9 errors detected in the compilation of "Z:/py_test/NAT_v0_12/natten/src/nattenav_cuda_kernel.cu".
nattenav_cuda_kernel.cu
ninja: build stopped: subcommand failed.

Ali Hassani · Answer 12 · Mon Jul 11 2022 23:30:30 GMT+0800 (China Standard Time)

Are you still on PyTorch v1.12 or 1.11?

Ken1256 · Answer 13 · Tue Jul 12 2022 00:13:30 GMT+0800 (China Standard Time)

On PyTorch v1.11.

Ali Hassani · Answer 14 · Tue Jul 12 2022 00:22:34 GMT+0800 (China Standard Time)

Can you clear your compilation cache and try again?
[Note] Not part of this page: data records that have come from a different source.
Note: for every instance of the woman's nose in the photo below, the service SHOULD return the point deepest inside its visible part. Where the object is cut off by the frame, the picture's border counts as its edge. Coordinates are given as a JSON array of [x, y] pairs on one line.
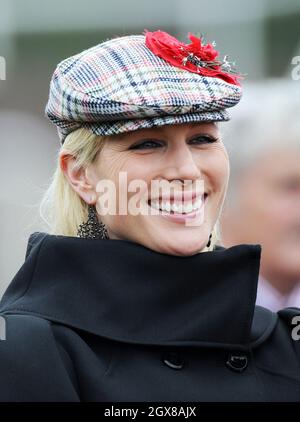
[[181, 164]]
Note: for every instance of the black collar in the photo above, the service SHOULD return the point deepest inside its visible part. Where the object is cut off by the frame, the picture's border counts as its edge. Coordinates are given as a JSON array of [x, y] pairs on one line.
[[126, 292]]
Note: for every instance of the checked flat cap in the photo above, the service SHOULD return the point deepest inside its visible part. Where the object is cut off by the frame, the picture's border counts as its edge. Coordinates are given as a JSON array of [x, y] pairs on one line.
[[140, 81]]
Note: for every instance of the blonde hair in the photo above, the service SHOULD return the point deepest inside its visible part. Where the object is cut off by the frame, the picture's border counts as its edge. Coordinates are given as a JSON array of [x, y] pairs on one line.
[[61, 208]]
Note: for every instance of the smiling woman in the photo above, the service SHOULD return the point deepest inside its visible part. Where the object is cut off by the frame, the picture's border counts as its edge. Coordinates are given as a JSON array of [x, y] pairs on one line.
[[190, 152], [121, 306]]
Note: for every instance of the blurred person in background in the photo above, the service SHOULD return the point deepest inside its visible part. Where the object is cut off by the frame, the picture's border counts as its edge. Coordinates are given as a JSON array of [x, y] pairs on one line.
[[263, 200], [126, 306]]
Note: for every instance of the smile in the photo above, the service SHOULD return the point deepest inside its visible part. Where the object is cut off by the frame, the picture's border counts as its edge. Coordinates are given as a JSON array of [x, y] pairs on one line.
[[176, 207]]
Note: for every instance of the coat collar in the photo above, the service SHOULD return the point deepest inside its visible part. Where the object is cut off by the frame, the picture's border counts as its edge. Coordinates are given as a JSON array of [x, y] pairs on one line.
[[126, 292]]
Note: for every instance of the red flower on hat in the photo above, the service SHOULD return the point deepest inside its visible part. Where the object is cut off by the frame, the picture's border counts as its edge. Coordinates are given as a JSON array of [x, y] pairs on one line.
[[196, 57]]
I just tried a fresh compile and it works out fine on multiple set ups on my end.
I'm not sure where the cache would be on Windows, on linux it's $HOME/.cache/torch_extensions.
Could you also confirm you're on the latest commit?

Ken1256 · Answer 15 · Thu Jul 14 2022 23:45:15 GMT+0800 (China Standard Time)

After clearing the cache still build errors.
Did you tested on Windows?
HAT v0.12 uses much less memory than HAT v0.11?

Ali Hassani · Answer 16 · Thu Jul 14 2022 23:58:10 GMT+0800 (China Standard Time)

I'm sorry to hear that.
Unfortunately no, we don't have a Windows environment, but the error is really strange.
Based on the error you shared it's possible that the issue is: it's not loading a header file, which is new in v0.12.
But from what I'm seeing it's probably an incompatibility somewhere in your environment (CUDA vs CUDA toolkit vs PyTorch version), that's resulting in the compilation error -- but again can't really say for certain with the information I have.

And no -- our NA extension just generally uses less memory than SWSA (I can get into details if you want), the memory usage hasn't changed in the new version. But our models will run a lot faster now with the new version basically.

lightfield botanist · Answer 17 · Thu Aug 04 2022 20:59:31 GMT+0800 (China Standard Time)

PyTorch 1.11 should work?

Steven Walton · Answer 18 · Sat Aug 06 2022 05:04:18 GMT+0800 (China Standard Time)

Yes. 1.11 is the recommended version.

Ali Hassani · Answer 19 · Fri Sep 30 2022 09:10:07 GMT+0800 (China Standard Time)

Closing this due to inactivity. If you still have questions feel free to open it back up.